- Charoun Location within Lebanon
- Coordinates: 33°46′16″N 35°41′9″E﻿ / ﻿33.77111°N 35.68583°E
- Country: Lebanon
- Governorate: Mount Lebanon Governorate
- District: Aley District

Government
- • Mayor: Mhanna Banna

Area
- • Total: 10.5 km^{2} (4.1 sq mi)
- Elevation: 1,100 m (3,600 ft)
- Highest elevation: 1,477 m (4,846 ft)
- Lowest elevation: 750 m (2,460 ft)

Population^{[citation needed]}
- • Total: 10,000
- • Density: 950/km^{2} (2,500/sq mi)
- Time zone: UTC+2 (EET)
- • Summer (DST): UTC+3 (EEST)
- Dialing code: +961

= Charoun =

Charoun or Sharoun (شارون), is a Lebanese village located in the Aley District.

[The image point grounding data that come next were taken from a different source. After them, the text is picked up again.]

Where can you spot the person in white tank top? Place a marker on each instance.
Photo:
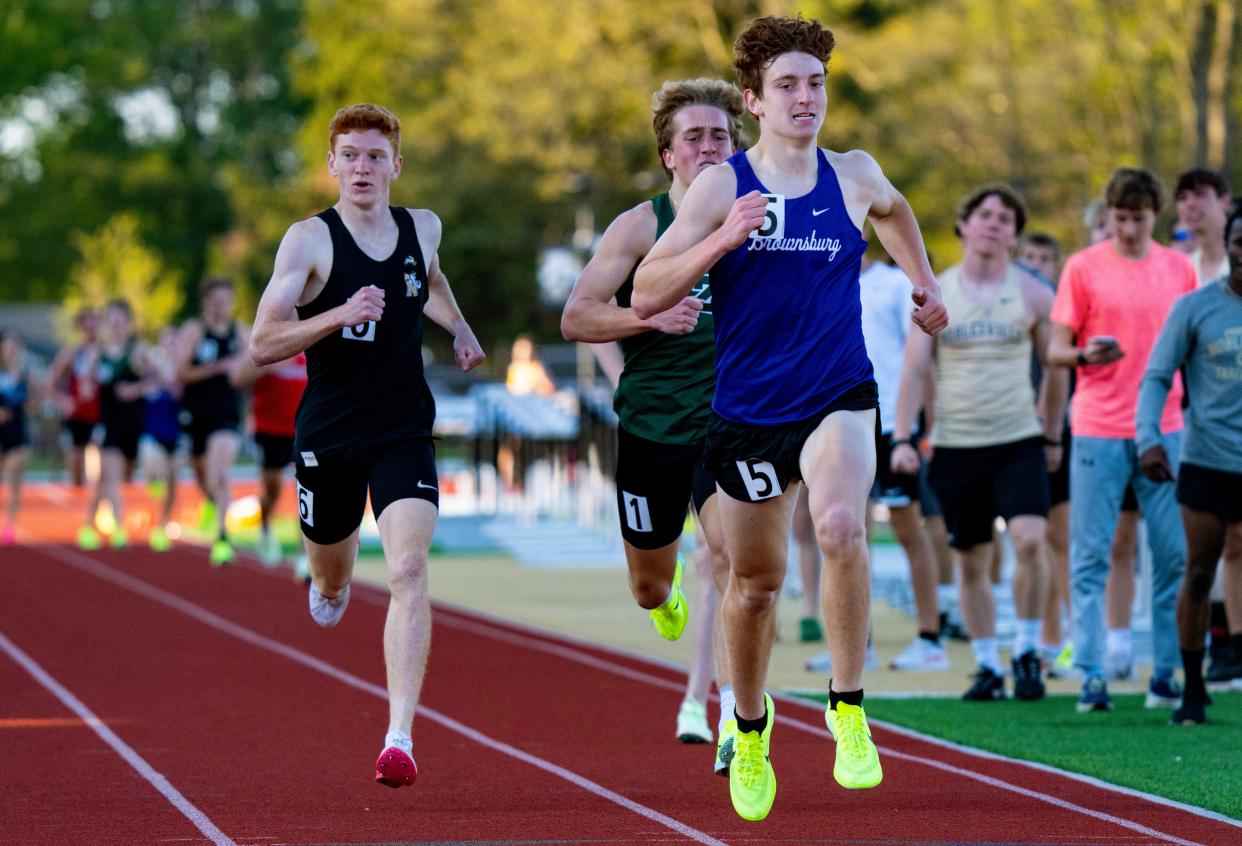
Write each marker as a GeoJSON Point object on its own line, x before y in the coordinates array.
{"type": "Point", "coordinates": [992, 445]}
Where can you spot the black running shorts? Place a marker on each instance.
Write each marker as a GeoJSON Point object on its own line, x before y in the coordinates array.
{"type": "Point", "coordinates": [200, 430]}
{"type": "Point", "coordinates": [332, 490]}
{"type": "Point", "coordinates": [655, 485]}
{"type": "Point", "coordinates": [978, 485]}
{"type": "Point", "coordinates": [123, 435]}
{"type": "Point", "coordinates": [1210, 491]}
{"type": "Point", "coordinates": [753, 463]}
{"type": "Point", "coordinates": [276, 451]}
{"type": "Point", "coordinates": [80, 431]}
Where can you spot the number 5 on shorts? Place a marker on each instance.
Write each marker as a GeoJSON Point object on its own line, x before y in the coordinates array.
{"type": "Point", "coordinates": [760, 478]}
{"type": "Point", "coordinates": [306, 506]}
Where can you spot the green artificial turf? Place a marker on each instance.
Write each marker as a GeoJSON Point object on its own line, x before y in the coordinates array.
{"type": "Point", "coordinates": [1132, 747]}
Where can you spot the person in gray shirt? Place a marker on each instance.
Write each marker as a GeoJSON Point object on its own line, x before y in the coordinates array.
{"type": "Point", "coordinates": [1202, 336]}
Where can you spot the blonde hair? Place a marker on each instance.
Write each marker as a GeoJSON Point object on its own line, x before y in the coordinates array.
{"type": "Point", "coordinates": [673, 97]}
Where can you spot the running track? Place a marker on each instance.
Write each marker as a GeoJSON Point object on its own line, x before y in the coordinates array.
{"type": "Point", "coordinates": [149, 698]}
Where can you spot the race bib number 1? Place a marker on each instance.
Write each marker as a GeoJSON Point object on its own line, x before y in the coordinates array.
{"type": "Point", "coordinates": [774, 219]}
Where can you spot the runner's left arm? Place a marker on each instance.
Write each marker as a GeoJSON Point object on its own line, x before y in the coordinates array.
{"type": "Point", "coordinates": [898, 231]}
{"type": "Point", "coordinates": [1055, 384]}
{"type": "Point", "coordinates": [441, 306]}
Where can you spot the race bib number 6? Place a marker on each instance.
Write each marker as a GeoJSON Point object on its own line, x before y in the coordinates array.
{"type": "Point", "coordinates": [774, 219]}
{"type": "Point", "coordinates": [360, 332]}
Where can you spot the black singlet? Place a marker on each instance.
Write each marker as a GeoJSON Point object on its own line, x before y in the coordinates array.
{"type": "Point", "coordinates": [214, 398]}
{"type": "Point", "coordinates": [365, 383]}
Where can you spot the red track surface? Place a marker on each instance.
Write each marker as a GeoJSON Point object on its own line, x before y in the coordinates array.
{"type": "Point", "coordinates": [268, 727]}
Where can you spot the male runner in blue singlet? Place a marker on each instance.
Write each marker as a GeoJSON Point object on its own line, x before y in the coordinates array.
{"type": "Point", "coordinates": [779, 226]}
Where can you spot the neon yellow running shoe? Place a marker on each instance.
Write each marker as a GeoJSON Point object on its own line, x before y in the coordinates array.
{"type": "Point", "coordinates": [670, 619]}
{"type": "Point", "coordinates": [221, 553]}
{"type": "Point", "coordinates": [88, 538]}
{"type": "Point", "coordinates": [857, 764]}
{"type": "Point", "coordinates": [752, 779]}
{"type": "Point", "coordinates": [159, 541]}
{"type": "Point", "coordinates": [209, 518]}
{"type": "Point", "coordinates": [724, 747]}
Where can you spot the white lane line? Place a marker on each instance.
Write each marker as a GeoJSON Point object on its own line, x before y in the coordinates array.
{"type": "Point", "coordinates": [172, 600]}
{"type": "Point", "coordinates": [155, 779]}
{"type": "Point", "coordinates": [465, 620]}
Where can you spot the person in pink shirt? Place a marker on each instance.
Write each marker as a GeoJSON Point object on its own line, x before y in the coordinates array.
{"type": "Point", "coordinates": [1109, 308]}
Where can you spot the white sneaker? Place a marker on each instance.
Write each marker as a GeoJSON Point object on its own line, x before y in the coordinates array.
{"type": "Point", "coordinates": [692, 722]}
{"type": "Point", "coordinates": [270, 549]}
{"type": "Point", "coordinates": [920, 655]}
{"type": "Point", "coordinates": [328, 611]}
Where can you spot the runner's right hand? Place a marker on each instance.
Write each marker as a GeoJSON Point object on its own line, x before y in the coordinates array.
{"type": "Point", "coordinates": [745, 216]}
{"type": "Point", "coordinates": [679, 319]}
{"type": "Point", "coordinates": [365, 304]}
{"type": "Point", "coordinates": [904, 460]}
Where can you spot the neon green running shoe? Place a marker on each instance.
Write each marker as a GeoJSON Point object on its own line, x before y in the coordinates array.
{"type": "Point", "coordinates": [221, 553]}
{"type": "Point", "coordinates": [88, 539]}
{"type": "Point", "coordinates": [159, 541]}
{"type": "Point", "coordinates": [724, 747]}
{"type": "Point", "coordinates": [857, 764]}
{"type": "Point", "coordinates": [670, 619]}
{"type": "Point", "coordinates": [209, 518]}
{"type": "Point", "coordinates": [752, 779]}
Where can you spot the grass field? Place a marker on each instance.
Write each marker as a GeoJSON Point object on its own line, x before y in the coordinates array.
{"type": "Point", "coordinates": [1130, 745]}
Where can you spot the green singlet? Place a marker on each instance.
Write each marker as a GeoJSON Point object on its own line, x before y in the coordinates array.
{"type": "Point", "coordinates": [668, 380]}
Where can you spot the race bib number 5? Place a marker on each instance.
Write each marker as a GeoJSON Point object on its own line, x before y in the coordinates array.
{"type": "Point", "coordinates": [774, 219]}
{"type": "Point", "coordinates": [760, 478]}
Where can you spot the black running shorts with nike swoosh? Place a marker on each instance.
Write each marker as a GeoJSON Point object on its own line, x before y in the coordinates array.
{"type": "Point", "coordinates": [332, 490]}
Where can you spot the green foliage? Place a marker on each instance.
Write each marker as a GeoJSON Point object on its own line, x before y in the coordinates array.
{"type": "Point", "coordinates": [114, 262]}
{"type": "Point", "coordinates": [206, 119]}
{"type": "Point", "coordinates": [1130, 745]}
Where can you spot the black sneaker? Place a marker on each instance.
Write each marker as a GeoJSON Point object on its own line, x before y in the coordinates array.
{"type": "Point", "coordinates": [1027, 682]}
{"type": "Point", "coordinates": [1192, 711]}
{"type": "Point", "coordinates": [985, 686]}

Charoun is 31 kilometers away from Beirut and neighbors the town Saoufar. Its name derives from the Aramaic languages meaning the agricultural hills. Charoun is from the Jurd region, with a 1350 m altitude. It accounts two schools, one public school and one private school. Charoun has two industries with 5 or more workers. Charoun is one of the biggest villages in the Aley District, (10.5 square km), and wholly Druze.

==Climate==

The town receives heavy snow during the wintertime, which may reach a level higher than one metre high after particularly bad storms. Temperatures usually drop to less than zero during the months of December and January. Charoun is also known for its abundance in water like the Nahr Charoun and the historical Ain Bou-Freez, a 1030-year-old natural fountain. It also holds an important place in the Druze faith, as it contains two Druze maqams: Al maqam al shariff and the Sitt Sara maqam.